Train / Validation / Test Splits

Evaluation discipline separates models that work in notebooks from models that work in production. A recommendation model that looks great in offline validation can degrade in the first week post-launch when the validation split shuffles time — future watch history leaks into training. The fix requires rethinking the entire evaluation pipeline. Rigorous train/val/test splits, cross-validation for stable estimates, and Bayesian hyperparameter search with Optuna are the standard toolkit for anyone running model comparisons that need to hold up under scrutiny. This lesson covers the math of CV bias-variance, the Expected Improvement acquisition function behind Bayesian optimization, and the full practical workflow from raw data to a trusted final test score.

Theory

K-Fold Cross-Validation

fold 1/5

You can't grade your own homework. A model that selects its own hyperparameters using the same data it's evaluated on will always look better than it is — it has implicitly seen the answers. The diagram above shows K-fold cross-validation: the data is split into K folds, the model is trained on K-1 and validated on the held-out fold, and this rotates until every example has been the "unseen" test case exactly once. The final test set is the exam no one studies for.

Why Three Sets?

Train: Fit model parameters ( $\mathbf{w}$ , $b$ )
Validation: Tune hyperparameters, select model architecture
Test: Final unbiased performance estimate — touch exactly once

Using validation performance to select the best model introduces selection bias: the best-of- $k$ models by chance on validation will look better than it truly is on unseen data. The held-out test set corrects for this.

K-Fold Cross-Validation

Partition data into $K$ equal folds, rotate through each as the validation set:

$\text{CV}(K) = \frac{1}{K}\sum_{k=1}^{K} \mathcal{L}(f_{-k},\ D_k)$

where $f_{-k}$ is trained on all folds except $k$ , and $D_k$ is the $k$ -th fold. Standard choices: $K = 5$ (low variance) or $K = 10$ (lower bias). $K = n$ (Leave-One-Out Cross-Validation (LOOCV)) is unbiased but expensive.

Bias-Variance of CV Estimates

The variance of the CV estimate decreases with $K$ :

$\text{Var}[\widehat{\text{CV}}(K)] \approx \frac{1}{K} \text{Var}[\mathcal{L}] + \frac{K-1}{K} \cdot \text{Cov}[\mathcal{L}_i, \mathcal{L}_j]$

The covariance term is unavoidable: K-fold folds share training data, so their error estimates are correlated. This is why leave-one-out (K=n) has higher variance than 5-fold despite lower bias — each LOOCV fold trains on almost identical data, so the estimates are highly correlated. The optimal K balances bias (fewer folds → each validation set is smaller → noisier estimate) against variance (more folds → correlated estimates). K=5 or K=10 are empirically stable across problem sizes.

Stratified Splits

For classification, stratify splits to preserve class distribution in each fold:

$\frac{n_{\text{pos, fold }k}}{|D_k|} = \frac{n_{\text{pos}}}{n} \quad \forall k$

Without stratification, a small imbalanced dataset might produce folds with zero positives — making AUC undefined.

⚠️Time-series: never shuffle

For time-series data, random splits leak future information into training. Use sklearn.model_selection.TimeSeriesSplit which ensures train always precedes validation chronologically. Gap parameter prevents look-ahead bias from auto-correlated series.

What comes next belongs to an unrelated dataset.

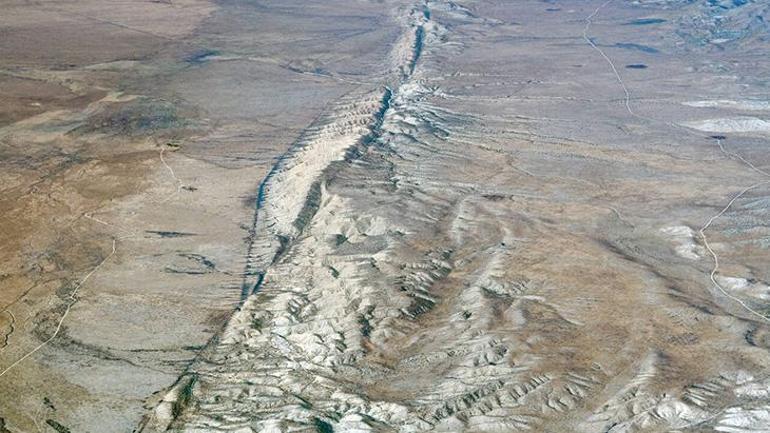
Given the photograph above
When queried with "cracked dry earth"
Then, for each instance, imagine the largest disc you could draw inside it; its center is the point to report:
(425, 216)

Hyperparameter Optimization Algorithms

Once you have a validation signal, the question becomes: how do you search the hyperparameter space efficiently?

Grid search evaluates every point on a fixed Cartesian grid. For $p$ hyperparameters each with $N$ candidate values, cost is $O(N^p)$ — completely impractical beyond 3–4 parameters.

Random search (Bergstra & Bengio, 2012) samples configurations uniformly at random. The key insight: if only a few hyperparameters actually matter, random search dedicates far more evaluations to those dimensions than a grid does. For a budget of $T$ trials it achieves effective resolution $T^{1/p_{\text{eff}}}$ on the important dimensions versus $T^{1/p}$ for grid search, where $p_{\text{eff}} \ll p$ .

Bayesian optimization builds a cheap surrogate model $\hat{f}$ of the objective and uses it to pick the next configuration to evaluate. At each step it maximizes an acquisition function that trades off exploration (high uncertainty) and exploitation (high predicted value).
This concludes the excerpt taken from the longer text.